Le port du niqab dans la rue est interdit en France depuis 2011 (photo d'illustration).

Le port du niqab dans la rue est interdit en France depuis 2011 (photo d'illustration). - -

Jeudi, le contrôle d'identité d'une femme voilée à Trappes a dérapé. Son mari, soupçonné d'avoir étranglé un policier, livre sa version des faits.

"Tout ce qui a été dit est faux": le mari de la femme intégralement voilée dont le contrôle d'identité jeudi à Trappes, dans les Yvelines, a dégénéré, déclenchant dans la foulée les violences urbaines du week-end, a nié mardi la version policière de son interpellation.

Samedi, le procureur de la République à Versailles, Vincent Lesclous, avait expliqué que le jeune homme avait tenté d'étrangler un policier après la demande de contrôle d'identité, et que le fonctionnaire de police présentait des marques d'étranglement au cou, ainsi qu'une trace de coup sur une pommette.

Mickaël, 21 ans, jeune homme fluet et barbu, converti à l'islam à l'âge de 16 ans, a été placé en garde à vue jeudi avant d'être relâché samedi. Il sera jugé en septembre. "A aucun moment, on n'a refusé le contrôle" d'identité, assure-t-il, expliquant que son épouse, âgée de 20 ans et également convertie à l'islam, qui porte le voile intégral, avait déjà été contrôlée plusieurs fois et que "ça s'était toujours bien passé".

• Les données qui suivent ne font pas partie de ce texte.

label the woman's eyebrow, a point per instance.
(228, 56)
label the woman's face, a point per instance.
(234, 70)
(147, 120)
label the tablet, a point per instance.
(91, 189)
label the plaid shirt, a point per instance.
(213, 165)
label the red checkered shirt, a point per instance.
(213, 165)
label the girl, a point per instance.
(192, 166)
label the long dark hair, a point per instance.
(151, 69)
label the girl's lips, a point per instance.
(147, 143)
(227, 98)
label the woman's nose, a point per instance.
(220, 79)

"Ils ont commencé à s'énerver"

Retour sur les faits. Jeudi, le couple, qui vit en Seine-Saint-Denis, se trouvait à Trappes, près du square Albert-Camus, en compagnie de la belle-mère et de la belle-soeur de Mickaël et de leur bébé de trois mois. "On aidait ma belle-mère à porter ses courses", raconte le jeune homme.

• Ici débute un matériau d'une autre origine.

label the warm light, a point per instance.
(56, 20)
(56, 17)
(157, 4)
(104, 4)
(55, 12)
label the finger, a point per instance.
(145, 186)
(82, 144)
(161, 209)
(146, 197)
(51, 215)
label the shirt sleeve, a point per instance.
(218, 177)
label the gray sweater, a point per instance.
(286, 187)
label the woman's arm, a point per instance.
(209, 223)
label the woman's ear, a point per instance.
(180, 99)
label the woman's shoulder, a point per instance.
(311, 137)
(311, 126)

"Les policiers nous ont arrêtés, ils ont dit à ma femme: "Relevez votre voile". Ma belle-mère est venue voir, un agent de police l'a poussée. Quand ma femme a vu ça, elle leur a demandé pourquoi ils se comportaient de façon agressive. A ce moment-là, ils ont commencé à s'énerver." Quand son épouse s'est interposée, "le policier lui a dit de se taire, en lui criant dessus. Elle parlait avec les mains, le policier lui a frappé les mains pour les baisser".

"Je me suis interposé"

"A partir du moment où le policier s'est rapproché de ma femme et a mis sa main vers son visage comme pour la gifler ou la saisir, là j'ai eu peur pour ma femme et je me suis interposé", explique Mickaël, sans préciser de quelle façon il avait agi. C'est là que, selon les policiers, il aurait étranglé l'un des leurs.

Interpellé par les policiers qui, ajoute-t-il, l'ont "insulté" dans la voiture qui le conduisait au commissariat, il a été placé en garde à vue. "La garde à vue s'est passée correctement dans l'ensemble, à part pour les repas. Ils m'en proposaient pendant la journée mais pas le soir", a déploré ce musulman, qui pratique le ramadan et qui jeûne donc jusqu'à la tombée de la nuit. Il devra s'expliquer devant la justice en septembre.